Sparsity for dynamic inverse problems on Wasserstein curves with bounded variation
Marcello Carioni, Julius Lohmann
TL;DR
The article develops a dynamic inverse problem framework with a Wasserstein-1 regularizer acting on BV curves in time, allowing jumps and sparse temporal structure. It proves the existence of a sparse minimizer consisting of at most $m$ Dirac-atom trajectories with BV evolution, and furnishes a representer theorem to guarantee sparsity. An FC-GCG method is derived and discretized for grid-free computation of BV trajectories, with a detailed insertion/coefficients/pruning scheme. Numerical experiments validate the ability to recover sparse and jumpy ground truths, even under noise, demonstrating the approach's effectiveness for dynamic inverse problems in Wasserstein space.
Abstract
We investigate a dynamic inverse problem using a regularization which implements the so-called Wasserstein-$1$ distance. It naturally extends well-known static problems such as lasso or total variation regularized problems to a (temporally) dynamic setting.

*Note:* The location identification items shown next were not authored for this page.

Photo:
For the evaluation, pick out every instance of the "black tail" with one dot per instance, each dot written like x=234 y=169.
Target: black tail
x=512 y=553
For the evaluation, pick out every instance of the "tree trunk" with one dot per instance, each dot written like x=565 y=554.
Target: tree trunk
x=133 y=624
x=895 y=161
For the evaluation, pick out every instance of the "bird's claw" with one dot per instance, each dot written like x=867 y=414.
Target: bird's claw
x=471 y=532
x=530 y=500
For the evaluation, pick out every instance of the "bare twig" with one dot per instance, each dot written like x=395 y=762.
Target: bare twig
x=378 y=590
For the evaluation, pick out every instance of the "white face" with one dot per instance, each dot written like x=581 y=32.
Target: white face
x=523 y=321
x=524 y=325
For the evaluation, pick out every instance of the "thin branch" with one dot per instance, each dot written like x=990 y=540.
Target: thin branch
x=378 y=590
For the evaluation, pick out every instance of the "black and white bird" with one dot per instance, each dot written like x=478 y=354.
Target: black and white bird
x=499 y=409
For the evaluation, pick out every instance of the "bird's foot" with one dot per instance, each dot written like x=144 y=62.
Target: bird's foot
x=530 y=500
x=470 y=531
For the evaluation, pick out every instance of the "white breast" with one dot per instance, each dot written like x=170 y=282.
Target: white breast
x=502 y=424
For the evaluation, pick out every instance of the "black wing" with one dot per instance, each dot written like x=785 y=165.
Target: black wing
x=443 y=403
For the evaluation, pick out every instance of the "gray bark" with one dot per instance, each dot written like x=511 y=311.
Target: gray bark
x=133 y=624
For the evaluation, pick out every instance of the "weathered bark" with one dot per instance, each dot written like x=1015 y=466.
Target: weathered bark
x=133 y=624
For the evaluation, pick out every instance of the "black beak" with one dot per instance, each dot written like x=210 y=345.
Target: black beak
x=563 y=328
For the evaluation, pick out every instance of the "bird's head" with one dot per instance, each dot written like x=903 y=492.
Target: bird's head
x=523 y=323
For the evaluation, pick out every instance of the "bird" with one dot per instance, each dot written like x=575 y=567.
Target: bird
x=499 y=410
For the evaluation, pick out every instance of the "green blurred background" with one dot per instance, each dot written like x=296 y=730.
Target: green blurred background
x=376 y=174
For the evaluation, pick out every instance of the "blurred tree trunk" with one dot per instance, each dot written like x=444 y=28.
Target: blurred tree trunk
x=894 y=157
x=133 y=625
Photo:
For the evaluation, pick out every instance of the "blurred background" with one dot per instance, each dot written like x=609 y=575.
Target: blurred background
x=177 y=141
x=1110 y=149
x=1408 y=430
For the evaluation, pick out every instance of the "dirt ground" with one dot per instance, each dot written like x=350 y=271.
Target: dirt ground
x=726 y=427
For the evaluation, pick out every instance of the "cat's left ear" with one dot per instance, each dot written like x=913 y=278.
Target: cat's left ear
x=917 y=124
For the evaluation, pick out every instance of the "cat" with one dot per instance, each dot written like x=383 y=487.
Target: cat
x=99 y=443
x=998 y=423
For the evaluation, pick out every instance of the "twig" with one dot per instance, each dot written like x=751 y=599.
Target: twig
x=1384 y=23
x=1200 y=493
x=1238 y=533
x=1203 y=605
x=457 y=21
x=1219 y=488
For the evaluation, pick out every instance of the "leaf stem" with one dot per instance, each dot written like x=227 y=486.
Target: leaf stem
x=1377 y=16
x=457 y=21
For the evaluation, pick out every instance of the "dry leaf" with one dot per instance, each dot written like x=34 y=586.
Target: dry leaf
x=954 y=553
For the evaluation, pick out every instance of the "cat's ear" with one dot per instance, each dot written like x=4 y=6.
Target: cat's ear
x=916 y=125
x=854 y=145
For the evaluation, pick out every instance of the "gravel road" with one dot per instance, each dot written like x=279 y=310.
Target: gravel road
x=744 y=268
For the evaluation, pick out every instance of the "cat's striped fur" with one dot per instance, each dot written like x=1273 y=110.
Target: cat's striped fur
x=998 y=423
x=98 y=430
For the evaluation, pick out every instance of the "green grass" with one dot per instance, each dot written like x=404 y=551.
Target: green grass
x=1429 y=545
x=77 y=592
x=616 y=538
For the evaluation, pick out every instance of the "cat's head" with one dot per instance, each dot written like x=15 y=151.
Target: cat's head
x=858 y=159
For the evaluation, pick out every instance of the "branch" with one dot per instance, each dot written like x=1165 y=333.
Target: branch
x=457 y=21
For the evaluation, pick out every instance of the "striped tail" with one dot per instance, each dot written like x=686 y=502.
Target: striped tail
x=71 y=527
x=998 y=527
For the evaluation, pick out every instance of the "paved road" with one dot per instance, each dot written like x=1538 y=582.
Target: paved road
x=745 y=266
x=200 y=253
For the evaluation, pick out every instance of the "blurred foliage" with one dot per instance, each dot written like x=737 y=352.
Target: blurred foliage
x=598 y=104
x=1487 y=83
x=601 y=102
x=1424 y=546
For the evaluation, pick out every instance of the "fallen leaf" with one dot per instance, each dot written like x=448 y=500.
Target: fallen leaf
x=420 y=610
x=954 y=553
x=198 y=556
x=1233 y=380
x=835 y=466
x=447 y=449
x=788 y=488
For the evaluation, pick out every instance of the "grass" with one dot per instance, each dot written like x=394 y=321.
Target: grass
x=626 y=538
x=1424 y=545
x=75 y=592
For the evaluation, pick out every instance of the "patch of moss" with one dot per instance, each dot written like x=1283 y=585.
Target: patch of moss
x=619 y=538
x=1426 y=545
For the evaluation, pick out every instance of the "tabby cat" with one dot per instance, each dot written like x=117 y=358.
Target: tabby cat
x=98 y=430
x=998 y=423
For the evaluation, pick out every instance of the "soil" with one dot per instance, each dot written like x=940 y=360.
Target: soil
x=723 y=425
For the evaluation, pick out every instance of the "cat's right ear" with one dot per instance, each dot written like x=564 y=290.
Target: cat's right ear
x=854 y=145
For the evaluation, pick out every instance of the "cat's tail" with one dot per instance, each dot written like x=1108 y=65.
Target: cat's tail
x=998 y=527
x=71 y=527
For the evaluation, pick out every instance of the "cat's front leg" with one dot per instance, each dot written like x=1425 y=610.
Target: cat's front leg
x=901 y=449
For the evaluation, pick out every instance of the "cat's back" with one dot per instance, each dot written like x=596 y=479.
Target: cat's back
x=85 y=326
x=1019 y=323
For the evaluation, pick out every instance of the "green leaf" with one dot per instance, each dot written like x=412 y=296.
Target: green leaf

Further, the decision variables, realized as BV curves, are allowed to exhibit discontinuities, in contrast to the design variables in classical optimal transport based regularization techniques. We prove the existence and a characterization of a sparse solution. Further, we use an adaption of the fully-corrective generalized conditional gradient method to experimentally justify that the determination of BV curves in the Wasserstein-$1$ space is numerically implementable.